A quick simple course in economics based on reality:

"The Federal Government, with the cooperation of the Federal Reserve, has the inherent power to create money--almost any amount of it."

~ The National Debt, Federal Reserve Bank of Philadelphia, p. 8

ALMOST? Why only ALMOST? What keeps them from creating ALL they want? You? Me? Your dog? A full moon?

Federal Reserve Notes are not federal, represent no monetary reserves and no longer conform to the definition of notes. Failing to state who, will pay what, when or to whom - they ceased to be legal tender notes, (offers of money) almost 60 years ago. They are in fact instruments of legalized THEFT.

"...Keynes argues that inflation is a 'method of taxation' which the government uses to 'secure the command over real resources, resources just as real as those obtained by [ordinary] taxation'. 'What is raised by printing notes, ' he writes, is just as much taken from the public as is a beer duty or an income tax.' "

- 1980 Annual Report, Federal Reserve Bank of Richmond, pg 10

"All the paper money issued today is Federal Reserve notes. The real backing for the nation's money is faith in the strength, soundness and stability of the American economy."

~ The Hats the Federal Reserve Wears, Federal Reserve Bank of Philadelphia, pg 4

Faith is what backs our monetary system. YOUR faith.
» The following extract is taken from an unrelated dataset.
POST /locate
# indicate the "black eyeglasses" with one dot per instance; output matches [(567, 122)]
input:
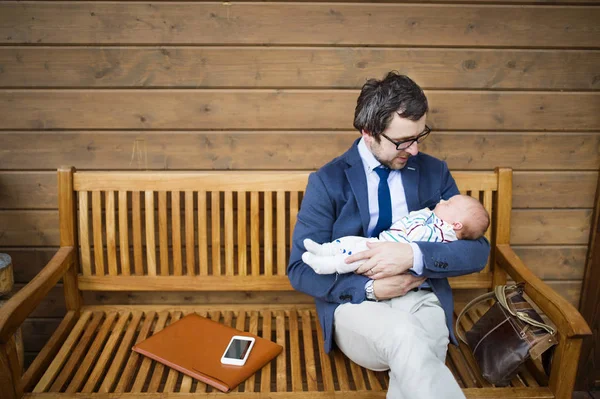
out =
[(404, 144)]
Do you still have faith?

"When plunder has become a way of life for a group of men living together in society, they create for themselves in the course of time a legal system that authorizes it and a moral code that glorifies it."

~ Frederic Bastiat in "The Law"

"Lenin is said to have declared that the best way to destroy the capitalist system was to debauch the currency. By a continuing process of inflation,

governments can confiscate, secretly and unobserved, an important part of the wealth of their citizens."

~ 1980 Annual Report, Federal Reserve

Bank of Richmond, pg 6

Isn't confiscation of the wealth of the citizens a nice way of saying STEALING?

"Whenever the legislators endeavor to take away and destroy the property of the people, or to reduce them to slavery under arbitrary power, they put themselves into a state of war with the people, who are thereupon absolved from any further obedience." ~ John Locke (1690)

If the money you earn has no value and you are forced through fiat paper legislation to take it for your labor, are you not having your property (labor) destroyed and are you not being reduced to nothing but slavery? Is not the state at war with the people?

5th Plank Communist Manifesto: Centralization of credit in the hands of the state, by means of a national bank with state capital and an exclusive monopoly.

The Federal Reserve System, created by the Federal Reserve Act of Congress in 1913, is indeed such a “national bank” and it politically manipulates interest rates and holds a monopoly on legal counterfeiting in the United States. This is exactly what Marx had in mind and completely fulfills this plank, another major socialist objective. Yet, most Americans naively believe the U.S. of A. is far from a Marxist or socialist nation.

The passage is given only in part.